Das erste Bild - Die Verlässlichkeit des Begehrens
Um ein subtiles Angebot zu unterstützen, trägt Persephone vor einem Klospiegel Lippenstift auf. Sie verschiebt den Hemdkragen so, dass es aussieht, als gäbe sie versehentlich etwas preis. Sie kalkuliert die Abweichung von ihrer Performancelinie mit einem Lustgewinn. Das Hemd gehörte Amos, mit dem sie in einer Wüste war. Persephone trägt es als Hommage. Mit Amos hat am Ende fast nichts geklappt, aber da war doch etwas ... eine goldhaltige Ader im Erz; eine Bonanza, die leider nicht ausgebeutet werden konnte.
Zum ersten Mal ist Persephone bereit, ihr suchtartiges Interesse an Ned zuzugeben. Das fällt ihr ein: die Verlässlichkeit des Begehrens. Ist es nicht genau das, was sie - in der nächsten Szene - neben Cole, in der Realität der farblosen, von einer albanischen Familie geführten Eisdiele neben dem Campus in dieser abgetakelten, ostdeutschen Hafen- und Hansestadt hält? Die Albaner berufen sich auf kalabresische Vorrechte. Albani ist ein italienischer Schlüsselbegriff. Es ist schreiend laut, niemand interessiert sich für das Katzentischensemble, dessen soziale Signatur offensichtlich ist. Unter dem Tisch bedrängen sich Extremitäten wie Kälberschnauzen an einem Trog. Du sagst das Richtige, du riechst richtig, jetzt gibt es nur noch eine Stelle, an der du keinen Fehler machen darfst. Warum eigentlich da nicht? Das kann doch auch schön sein. Plötzlich sieht Ned aus wie ein buddhistischer Abt. Mit der Ernsthaftigkeit einer Novizin wendet sich Persephone ihm zu. Ned zitiert Eribon: Emanzipation braucht Urbanität und Freizügigkeit. Er erinnert an Transvestitenbälle in New York als Magneten für heterosexuellen Voyeurismus. Subkulturen sind Erben uralter Lebensweisen. Eine Reflexion der Belle Époque und der Années folles beleuchtete die Ikonographie und Barmetaphorik der Pariser Treffpunkte, als James Baldwin in der Stadt war. In Gedanken führt Persephone Neds Finger. In Wirklichkeit braucht sie das nicht. Die Worte bilden einen Körper mit den richtigen Eigenschaften.

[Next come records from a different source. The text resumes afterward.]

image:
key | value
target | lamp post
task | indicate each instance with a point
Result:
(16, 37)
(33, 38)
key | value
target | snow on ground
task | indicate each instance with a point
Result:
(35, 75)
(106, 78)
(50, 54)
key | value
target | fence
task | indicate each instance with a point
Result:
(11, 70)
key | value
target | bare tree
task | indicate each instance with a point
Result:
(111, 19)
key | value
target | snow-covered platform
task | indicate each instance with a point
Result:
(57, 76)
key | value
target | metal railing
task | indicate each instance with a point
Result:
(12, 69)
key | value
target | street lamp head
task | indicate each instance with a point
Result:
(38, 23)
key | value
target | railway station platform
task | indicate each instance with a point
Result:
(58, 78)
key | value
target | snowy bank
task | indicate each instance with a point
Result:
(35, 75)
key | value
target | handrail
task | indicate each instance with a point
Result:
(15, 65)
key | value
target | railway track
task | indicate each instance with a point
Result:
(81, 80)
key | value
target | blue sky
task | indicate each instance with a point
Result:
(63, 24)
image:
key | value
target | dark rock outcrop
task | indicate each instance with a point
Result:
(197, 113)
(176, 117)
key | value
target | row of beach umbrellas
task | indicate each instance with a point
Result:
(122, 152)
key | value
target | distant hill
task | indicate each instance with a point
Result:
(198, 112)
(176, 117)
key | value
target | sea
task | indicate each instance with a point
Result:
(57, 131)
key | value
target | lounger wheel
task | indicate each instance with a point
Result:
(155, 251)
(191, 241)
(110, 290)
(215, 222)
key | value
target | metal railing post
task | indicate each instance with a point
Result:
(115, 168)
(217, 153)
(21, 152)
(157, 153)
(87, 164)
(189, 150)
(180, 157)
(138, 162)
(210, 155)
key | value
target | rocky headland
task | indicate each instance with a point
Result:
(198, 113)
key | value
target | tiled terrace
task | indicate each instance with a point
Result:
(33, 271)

Was man vorab wissen muss. Persephone verbirgt ihre Entschlossenheit. Sie offenbart sich nicht in den Kleinigkeiten des Alltags. Was sie nicht will, ist ein schlecht nachgeahmter venezianischer Karneval mit Masken und Fackeln und abgenutztem Fetischkram. Sie will kein angestrengtes Klugscheißergehabe. Vorhin hat sie Ned in einer Vorlesung sagen hören: Concierge leitet sich ab von Comte des cierges – Graf der Kerzen. Das reichte für einen Moment zwischen Vorglühen und Nachbeben. Es gibt so viele leere Räume in dem alten Unikasten und sogar einen toten Trakt voller mumifzierter Mäuse. Persephone weiß, das Ned Pierre Bourdieus „Anamnese der verborgenen Konstanten“ studiert. Er ist also ein Komplize. Persephone sehnt sich nicht nach einem Komplizen. Sie will auf die richtige Weise falsch verstanden werden. Ned hört auf, sich vorzutasten. Jetzt sitzt er im Sattel. Persephones Gesicht täuscht einen aufmerksamen Ernst vor. Noch immer liegen zwei Lagen Stoff zwischen Neds suchenden Händen und Persephones Blöße. In der chinesischen Kampfkunst unterscheidet man zwischen Wu Sao und Man Sao. Wu Sao bezeichnet die sichernde Hand, Man Sao die neugierige Hand. Ned hat keine sichernde Hand mehr.